The advocates of military action against ISIS fail to understand—or mention—that the “Caliphate” is the creation not only of its leading cadre but of the various Sunni states that have been intervening in Syria for years. The Saudis, the Kuwaitis, the Qataris, and other freelancing sheikhs throughout the Gulf have been financing these barbarians from the get-go. Add to that our own hapless would-be regime-changers in Washington, London, and Paris, whose aid to the Syrian head-choppers—all of them “moderates,” to be sure—has wound up in the pockets of ISIS and Al Qaeda. Entire platoons of these “moderates” have defected outright and placed themselves in the service of the Caliphate of Death that is rising in the Levant.
Turkey has been a major supporter of ISIS: Without the supply route transporting arms and other supplies across Turkish territory, ISIS would never have gotten its start.

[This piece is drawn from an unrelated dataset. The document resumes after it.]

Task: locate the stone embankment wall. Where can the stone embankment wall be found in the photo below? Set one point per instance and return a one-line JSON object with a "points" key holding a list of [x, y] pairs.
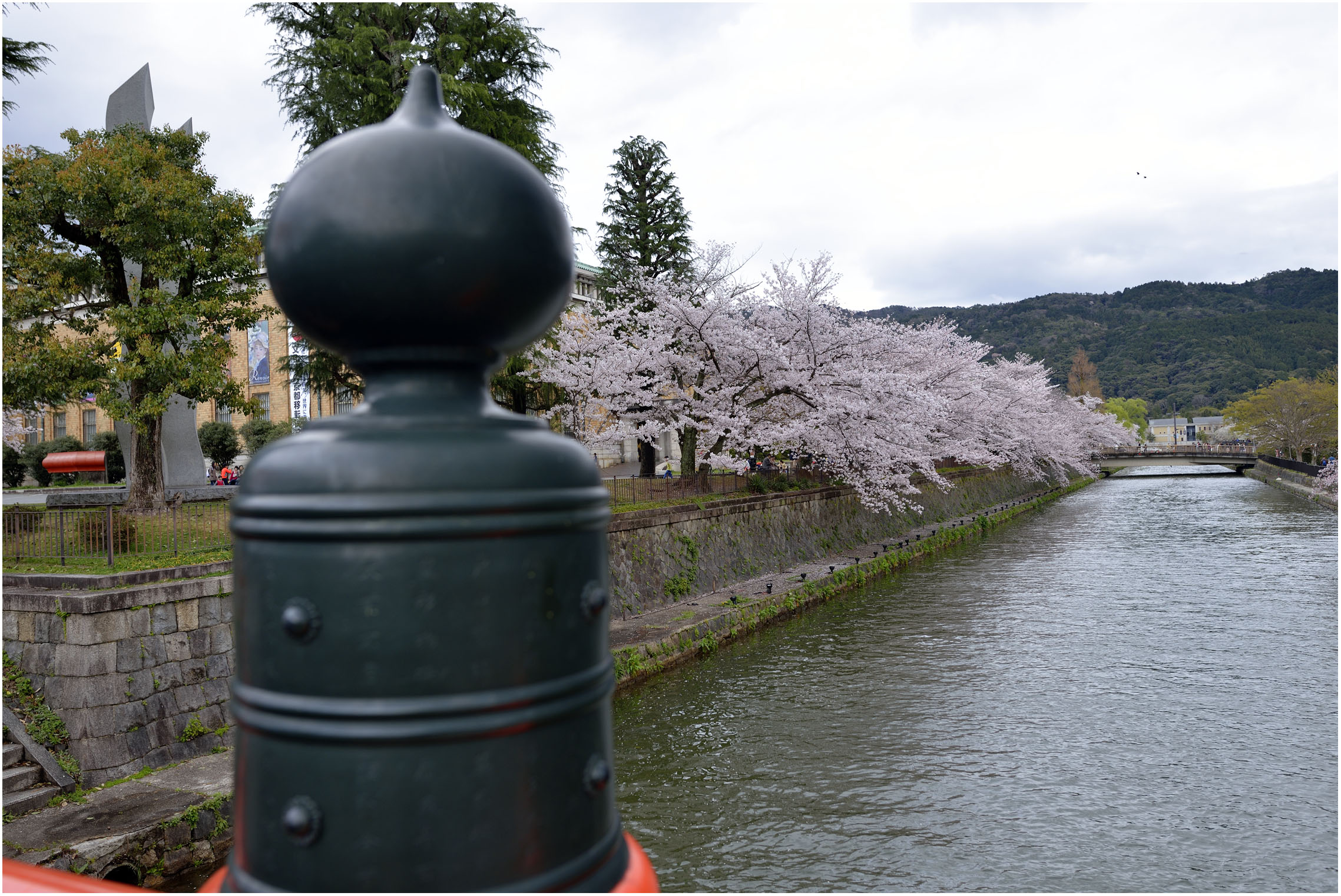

The Turkish military is implicated in aiding them initially, in order to create an Islamic counterweight to the Kurds—who, as far as Ankara is concerned, are the real threat.
All of these regional players are our “allies”—while our alleged enemies, the Russians and the Iranians, including the pro-Iranian Hezbollah, have been the only effective fighting forces opposing the Islamic State’s advance.
And so the answer to the problem of how to defeat ISIS becomes blazingly obvious: Cut off their funding sources among our faithless “allies.” Cut off relations with any state entity or private company that in any way aids the Caliphate of Death—that includes the Saudi Kingdom and the Gulf emirates. Kick the Turks out of NATO—and out of Europe, for good measure—if they don’t agree to close their border to the terrorists.
We don’t have to go in there, guns blazing, to destroy the Caliphate. Simply impose an embargo on the entire region, and the problem is solved. Send the whole barbarian horde to Coventry—isolate them, wall them off, and let them starve. We don’t need to drop a single bomb; just make sure not a single person gets out of the cage we have fashioned for them.
You may object that this is impractical—but it is less impractical than invading, occupying, and trying to civilize a land of barbarians who are still living in the 12th century. We tried that once before—remember?—and it led to nothing but disaster. Now let us try this “isolationist” strategy, which can hardly backfire in the way the invade-and-occupy scheme did.
We’ve gone past the point where we can simply leave them alone—my preferred course of inaction—simply because we’ve already stupidly aroused this hornets’ nest, and there is no going back and doing it over. And so the second-best plan is simply to contain them within their borders. In short, we must quarantine the barbarians: No one goes in, and no one goes out. Let them kill each other off, and let the world watch the slaughter from afar. That’s a lesson barbarians of every sort in every country are bound to pay attention to.